Winged: New Writing on Bees edited by Melissa Reeser Poulin and Jill McKenna Reed


wingedbookjacket“A single bee’s life’s work amounts to a quarter teaspoon of finished honey,” writes Craig Goodworth in his prose-poem “The Hive.” “The Bulgarian army, having run short of medical supplies, dressed wounds with honey…. Reduced vigor of bees means earthly fertility could be ruined.” Read enough of this, and two things happen: the drizzle of honey on your morning cereal begins to feel as decadent as 24-karat cornflakes, and you start to sense the value of bees to life on Earth. This kind of awakening would surely please the editors of Winged: New Writing on Bees, a tall-and-slender anthology of poetry, short essays, and stories, which began as an Oregon-based teacher’s effort to “do something for pollinators” in response to “the disturbing decline of honeybees.” (More on that—“doing something”—in a moment.) For readers simply drawn to the bee as metaphor, image, or living creature, however, there is plenty of just-plain-beautiful between these covers. Standouts include “The Beekeeper’s Boy” (Rachel Cochran’s story of a fierce friendship between two boys), “Free Bees” (Adrienne Flagg’s humorous piece on hipster beekeepers), and a posy of good poems too numerous to name. Occasional religious references glint throughout Winged—in the poems, especially—but this book’s real spiritual content is found in its power to summon wonder, and in its moral call to see.

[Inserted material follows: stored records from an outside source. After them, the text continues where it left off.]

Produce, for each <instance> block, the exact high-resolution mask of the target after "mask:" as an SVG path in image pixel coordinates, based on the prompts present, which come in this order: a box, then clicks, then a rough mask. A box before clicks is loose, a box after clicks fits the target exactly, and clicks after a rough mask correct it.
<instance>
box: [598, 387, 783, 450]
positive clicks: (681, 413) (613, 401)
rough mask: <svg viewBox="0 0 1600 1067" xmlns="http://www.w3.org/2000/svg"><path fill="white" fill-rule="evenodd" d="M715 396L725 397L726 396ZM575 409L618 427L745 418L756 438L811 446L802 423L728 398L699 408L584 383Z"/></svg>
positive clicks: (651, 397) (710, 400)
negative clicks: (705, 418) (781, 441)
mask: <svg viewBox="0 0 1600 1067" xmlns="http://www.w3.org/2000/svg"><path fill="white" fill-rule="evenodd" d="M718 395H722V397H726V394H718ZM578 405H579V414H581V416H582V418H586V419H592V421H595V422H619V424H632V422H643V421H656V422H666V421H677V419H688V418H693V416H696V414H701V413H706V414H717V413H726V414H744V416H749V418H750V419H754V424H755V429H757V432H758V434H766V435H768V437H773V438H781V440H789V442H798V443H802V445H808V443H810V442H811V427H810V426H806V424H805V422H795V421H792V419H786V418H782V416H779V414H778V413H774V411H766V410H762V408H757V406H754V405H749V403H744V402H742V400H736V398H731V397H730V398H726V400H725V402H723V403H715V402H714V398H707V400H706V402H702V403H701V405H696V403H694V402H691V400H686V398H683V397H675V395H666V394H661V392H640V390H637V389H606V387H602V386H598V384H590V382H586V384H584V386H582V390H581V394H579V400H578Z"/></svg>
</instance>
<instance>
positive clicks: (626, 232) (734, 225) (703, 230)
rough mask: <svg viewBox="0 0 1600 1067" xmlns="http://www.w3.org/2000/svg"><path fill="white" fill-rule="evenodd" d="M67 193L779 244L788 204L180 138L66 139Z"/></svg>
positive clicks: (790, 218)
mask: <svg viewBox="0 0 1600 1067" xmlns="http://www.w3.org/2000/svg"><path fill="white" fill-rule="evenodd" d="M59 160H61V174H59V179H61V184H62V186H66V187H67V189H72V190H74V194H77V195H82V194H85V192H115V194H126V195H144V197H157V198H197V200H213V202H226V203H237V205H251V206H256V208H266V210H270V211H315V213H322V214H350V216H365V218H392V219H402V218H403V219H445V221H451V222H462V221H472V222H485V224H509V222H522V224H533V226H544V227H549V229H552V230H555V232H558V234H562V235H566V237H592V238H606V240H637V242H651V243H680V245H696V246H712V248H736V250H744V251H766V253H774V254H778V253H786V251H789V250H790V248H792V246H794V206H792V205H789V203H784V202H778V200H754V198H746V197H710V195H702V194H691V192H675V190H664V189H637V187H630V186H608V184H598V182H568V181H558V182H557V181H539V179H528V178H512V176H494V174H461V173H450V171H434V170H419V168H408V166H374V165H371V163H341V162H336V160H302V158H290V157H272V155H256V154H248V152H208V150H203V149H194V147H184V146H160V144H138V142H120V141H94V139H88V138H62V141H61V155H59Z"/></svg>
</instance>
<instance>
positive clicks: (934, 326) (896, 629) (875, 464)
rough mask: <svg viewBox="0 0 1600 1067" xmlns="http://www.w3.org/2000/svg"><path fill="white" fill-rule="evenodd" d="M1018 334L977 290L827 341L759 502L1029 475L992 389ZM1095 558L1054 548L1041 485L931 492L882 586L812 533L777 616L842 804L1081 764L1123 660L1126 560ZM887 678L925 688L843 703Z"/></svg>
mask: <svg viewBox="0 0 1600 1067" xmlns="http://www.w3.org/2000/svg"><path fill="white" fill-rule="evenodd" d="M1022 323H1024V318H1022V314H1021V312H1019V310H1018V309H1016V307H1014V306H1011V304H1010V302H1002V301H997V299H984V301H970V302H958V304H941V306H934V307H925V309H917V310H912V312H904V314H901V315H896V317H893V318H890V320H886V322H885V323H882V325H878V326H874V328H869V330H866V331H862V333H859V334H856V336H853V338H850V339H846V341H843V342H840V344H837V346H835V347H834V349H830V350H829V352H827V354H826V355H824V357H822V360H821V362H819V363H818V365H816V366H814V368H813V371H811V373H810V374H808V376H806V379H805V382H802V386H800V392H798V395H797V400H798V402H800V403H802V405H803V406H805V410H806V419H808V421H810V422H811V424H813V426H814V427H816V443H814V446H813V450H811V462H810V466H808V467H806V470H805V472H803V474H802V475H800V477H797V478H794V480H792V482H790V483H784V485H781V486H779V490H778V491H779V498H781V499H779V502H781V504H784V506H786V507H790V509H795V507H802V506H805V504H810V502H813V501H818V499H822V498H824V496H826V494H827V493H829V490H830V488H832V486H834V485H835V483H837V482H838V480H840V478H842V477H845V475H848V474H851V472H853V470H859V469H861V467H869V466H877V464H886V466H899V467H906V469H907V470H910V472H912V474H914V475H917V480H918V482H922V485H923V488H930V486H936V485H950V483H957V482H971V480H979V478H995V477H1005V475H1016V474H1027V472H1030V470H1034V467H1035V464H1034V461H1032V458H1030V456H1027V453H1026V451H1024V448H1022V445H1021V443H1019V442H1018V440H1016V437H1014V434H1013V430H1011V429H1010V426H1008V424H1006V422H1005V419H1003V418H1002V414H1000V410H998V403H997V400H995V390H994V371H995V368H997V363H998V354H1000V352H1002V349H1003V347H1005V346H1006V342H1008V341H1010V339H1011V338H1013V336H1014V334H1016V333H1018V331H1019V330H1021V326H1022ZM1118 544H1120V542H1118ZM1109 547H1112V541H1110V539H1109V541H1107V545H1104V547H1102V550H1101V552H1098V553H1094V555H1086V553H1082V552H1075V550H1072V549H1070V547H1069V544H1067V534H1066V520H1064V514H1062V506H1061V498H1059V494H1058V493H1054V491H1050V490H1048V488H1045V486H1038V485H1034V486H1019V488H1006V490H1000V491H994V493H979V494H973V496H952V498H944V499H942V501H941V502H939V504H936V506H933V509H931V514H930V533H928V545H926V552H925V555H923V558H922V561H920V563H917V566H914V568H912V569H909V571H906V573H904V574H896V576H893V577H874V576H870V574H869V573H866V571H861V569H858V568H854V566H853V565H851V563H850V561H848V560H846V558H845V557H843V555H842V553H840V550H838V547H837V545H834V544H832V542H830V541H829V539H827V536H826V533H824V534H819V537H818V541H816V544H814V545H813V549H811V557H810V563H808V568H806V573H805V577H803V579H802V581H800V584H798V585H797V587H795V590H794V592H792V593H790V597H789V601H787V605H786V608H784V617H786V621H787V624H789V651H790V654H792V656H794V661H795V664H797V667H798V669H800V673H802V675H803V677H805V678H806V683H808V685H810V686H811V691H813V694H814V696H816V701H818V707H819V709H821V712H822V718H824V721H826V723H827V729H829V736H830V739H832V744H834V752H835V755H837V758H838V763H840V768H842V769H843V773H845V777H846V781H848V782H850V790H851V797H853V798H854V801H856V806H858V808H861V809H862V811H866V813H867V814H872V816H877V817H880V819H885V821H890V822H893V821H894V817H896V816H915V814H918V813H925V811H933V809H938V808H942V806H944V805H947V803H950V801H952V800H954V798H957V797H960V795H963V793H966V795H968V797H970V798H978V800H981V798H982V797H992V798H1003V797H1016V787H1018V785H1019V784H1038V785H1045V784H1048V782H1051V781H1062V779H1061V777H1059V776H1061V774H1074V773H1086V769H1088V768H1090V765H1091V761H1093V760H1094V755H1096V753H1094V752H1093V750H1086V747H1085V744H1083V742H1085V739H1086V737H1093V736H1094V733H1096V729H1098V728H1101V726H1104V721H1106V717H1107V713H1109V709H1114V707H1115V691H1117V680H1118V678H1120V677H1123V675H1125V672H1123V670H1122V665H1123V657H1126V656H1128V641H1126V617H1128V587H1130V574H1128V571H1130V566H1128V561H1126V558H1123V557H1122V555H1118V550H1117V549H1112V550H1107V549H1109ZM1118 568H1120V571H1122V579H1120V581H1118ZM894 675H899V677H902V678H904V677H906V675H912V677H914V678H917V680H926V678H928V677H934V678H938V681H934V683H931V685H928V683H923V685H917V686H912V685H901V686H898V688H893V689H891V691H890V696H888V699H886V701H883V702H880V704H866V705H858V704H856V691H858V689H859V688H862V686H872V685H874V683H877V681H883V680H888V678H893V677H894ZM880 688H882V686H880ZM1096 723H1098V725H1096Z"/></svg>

As co-editor Jill McKenna Reed writes in her afterword, the decline of bees is not only an ecological and economic tragedy, but an aesthetic and spiritual one: “We as artists and humans on Earth stand to lose the beauty that honeybees produce simply by doing their work.” If this alarms you as much as it does the editors, you will appreciate the book’s opening and concluding essays, which explain threats to bees (climate change, Colony Collapse Disorder) and assemble a manageable handful of ways to take action. But if the very thought of “taking action” sounds daunting, then read this book for the quiet contemplation it offers. Bees intrigue; they invite contemplation; and these teeming pieces prompt contemplation, too.